Book Two: A Criticism of the Highest Values That Have Prevailed Hitherto
I: Criticism of Religion

§246   By pressing the doctrine of disinterestedness and love into the foreground, Christianity by no means elevated the interests of the species above those of the individual. Its real historical effect, its fatal effect, remains precisely the increase of egotism of individual egotism, to excess (to the extreme which consists in the belief in individual immortality). The individual was made so important and so absolute, by means of Christian values, that he could no longer be sacrificed despite the fact that the species can only be maintained by human sacrifices. All “souls” became equal before God: but this is the most pernicious of all valuations! If one regards individuals as equals, the demands of the species are ignored and a process is initiated which ultimately leads to its ruin. Christianity is the reverse of the principle of selection. If the degenerate and sick man (“the Christian”) is to be of the same value as the healthy man (“the pagan”), or if he is even to be valued higher than the latter, as Pascal’s view of health and sickness would have us value him, the natural course of evolution is thwarted and the unnatural becomes law —

In practice this general love of mankind is nothing more than deliberately favouring all the suffering, the misformed and the degenerate: it is this love that has reduced and weakened the power, responsibility and lofty duty of sacrificing men. According to the scheme of Christian values, all that remained was the alternative of self-sacrifice, but this vestige of human sacrifice, which Christianity conceded and even recommended, has no meaning when regarded in the light of rearing a whole species.

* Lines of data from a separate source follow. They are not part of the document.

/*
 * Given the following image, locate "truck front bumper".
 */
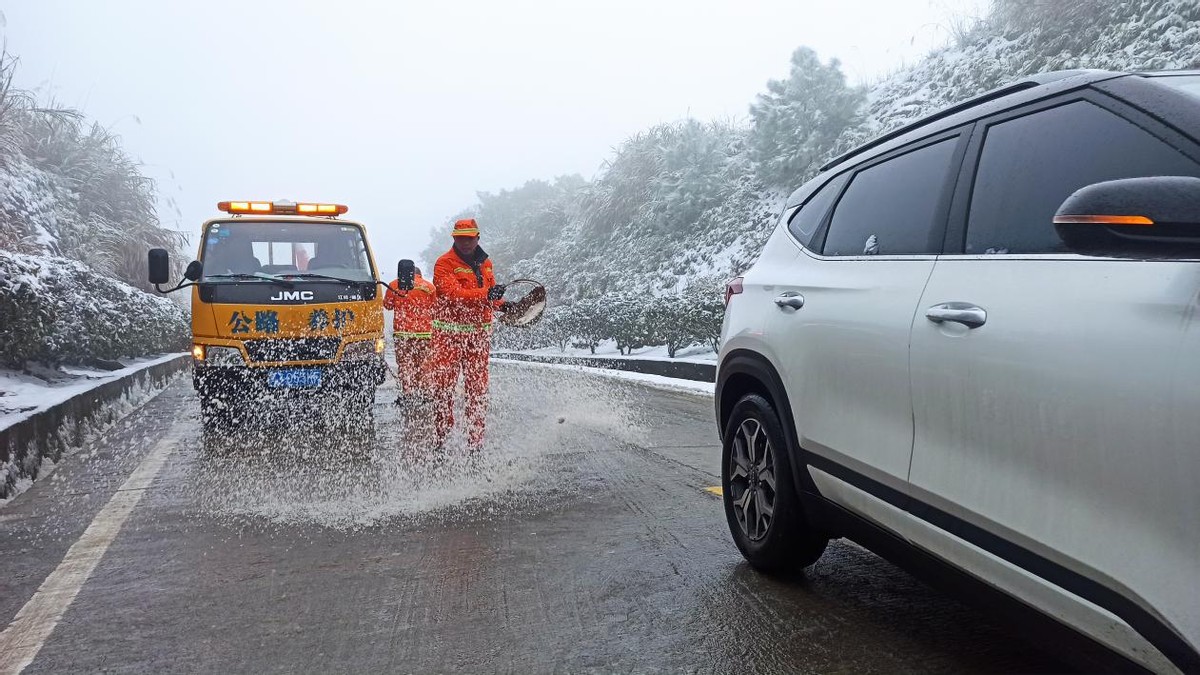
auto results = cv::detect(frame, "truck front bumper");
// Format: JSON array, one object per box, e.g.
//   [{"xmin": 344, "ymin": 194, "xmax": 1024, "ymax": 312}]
[{"xmin": 193, "ymin": 357, "xmax": 387, "ymax": 400}]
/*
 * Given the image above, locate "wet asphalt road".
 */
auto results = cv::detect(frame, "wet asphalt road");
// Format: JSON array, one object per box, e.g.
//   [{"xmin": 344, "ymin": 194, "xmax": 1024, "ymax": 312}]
[{"xmin": 0, "ymin": 363, "xmax": 1070, "ymax": 673}]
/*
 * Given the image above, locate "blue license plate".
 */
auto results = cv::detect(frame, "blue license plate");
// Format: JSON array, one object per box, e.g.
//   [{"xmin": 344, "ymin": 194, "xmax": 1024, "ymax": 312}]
[{"xmin": 267, "ymin": 368, "xmax": 322, "ymax": 389}]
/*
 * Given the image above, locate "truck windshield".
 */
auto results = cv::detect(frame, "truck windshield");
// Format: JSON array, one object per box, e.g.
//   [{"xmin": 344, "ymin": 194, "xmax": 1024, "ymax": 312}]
[{"xmin": 200, "ymin": 221, "xmax": 374, "ymax": 282}]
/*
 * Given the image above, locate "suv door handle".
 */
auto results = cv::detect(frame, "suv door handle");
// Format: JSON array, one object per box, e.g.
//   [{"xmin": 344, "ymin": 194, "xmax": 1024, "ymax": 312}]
[
  {"xmin": 774, "ymin": 293, "xmax": 805, "ymax": 310},
  {"xmin": 926, "ymin": 302, "xmax": 986, "ymax": 329}
]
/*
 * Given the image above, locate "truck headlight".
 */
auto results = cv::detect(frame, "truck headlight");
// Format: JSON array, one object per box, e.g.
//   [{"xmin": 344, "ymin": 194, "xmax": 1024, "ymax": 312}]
[
  {"xmin": 202, "ymin": 346, "xmax": 246, "ymax": 366},
  {"xmin": 342, "ymin": 339, "xmax": 383, "ymax": 360}
]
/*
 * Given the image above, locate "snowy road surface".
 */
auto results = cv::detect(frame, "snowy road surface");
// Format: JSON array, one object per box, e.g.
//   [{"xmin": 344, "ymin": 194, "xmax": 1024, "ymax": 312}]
[{"xmin": 0, "ymin": 363, "xmax": 1068, "ymax": 673}]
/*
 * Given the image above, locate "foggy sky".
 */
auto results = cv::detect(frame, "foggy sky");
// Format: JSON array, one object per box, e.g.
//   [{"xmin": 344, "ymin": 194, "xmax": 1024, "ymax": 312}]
[{"xmin": 4, "ymin": 0, "xmax": 986, "ymax": 271}]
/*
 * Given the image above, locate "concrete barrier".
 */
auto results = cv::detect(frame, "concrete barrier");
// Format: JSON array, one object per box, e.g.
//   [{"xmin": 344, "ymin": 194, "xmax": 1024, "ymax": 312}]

The prosperity of the species is by no means affected by the sacrifice of one individual (whether in the monastic and ascetic manner or by means of crosses, stakes and scaffolds, as the “martyrs” of error). What the species requires is the suppression of the physiologically malformed, the weak and the degenerate: but it was precisely to these people that Christianity appealed as a preservative force, it simply strengthened that natural and very strong instinct of all the weak which bids them protect, maintain and mutually support each other. What is Christian “virtue” and “love of men”, if not precisely this mutual assistance with a view to survival, this solidarity of the weak, this thwarting of selection? What is Christian altruism, if it is not the mob-egotism of the weak which divines that, if everybody looks after everybody else, every individual will be preserved for a longer period of time?

He who does not consider this attitude of mind as immoral, as a crime against life, himself belongs to the sickly crowd and also shares their instincts —

Genuine love of mankind exacts sacrifice for the good of the species — it is hard, full of self-control, because it needs human sacrifices. This pseudo-humanity which is called Christianity would like to establish the rule that nobody should be sacrificed.

This is from some time in mid-1888, during the year before Nietzsche’s mental collapse. Whether or not this is his real thought, or evidence of the madness, isn’t entirely clear to me. He was aiming at a reconstruction of ethical thought which would replace the inevitable failure of Christianity, and the bulk of his writing leaves no doubt that he considered Christianity, at its formation, as a political movement of a decadent underclass by which wealth and ambition are condemned, and passive submission and weakness applauded.

It is important to locate Nietzsche properly in the development of Western thinking to understand the importance of this aspect of his thought. He became an academic during the 1860s, just a few years after publication of Darwin’s On The Evolution of Species in 1859. What is more, during the 1850s, Spinoza’s method of Biblical criticism had been revived in Germany, and Nietzsche was acutely aware of the ever-growing catalog of gross contradictions and historical errors discovered within the Bible. At least publicly, he was the first person to put those things together and grasp that progress in scientific thought, and historical study of the Bible as opposed to devotional study, doomed Christianity — that God is dead.

So: Is Nietzsche advocating what later became known as ‘social Darwinism’ in this passage? I don’t know, but I think probably so. He seems to think that the human species can progress only by letting the C-team perish — never realizing, apparently, that society needs not just philosophers but schleps to pick-up the trash and haul it to the dump.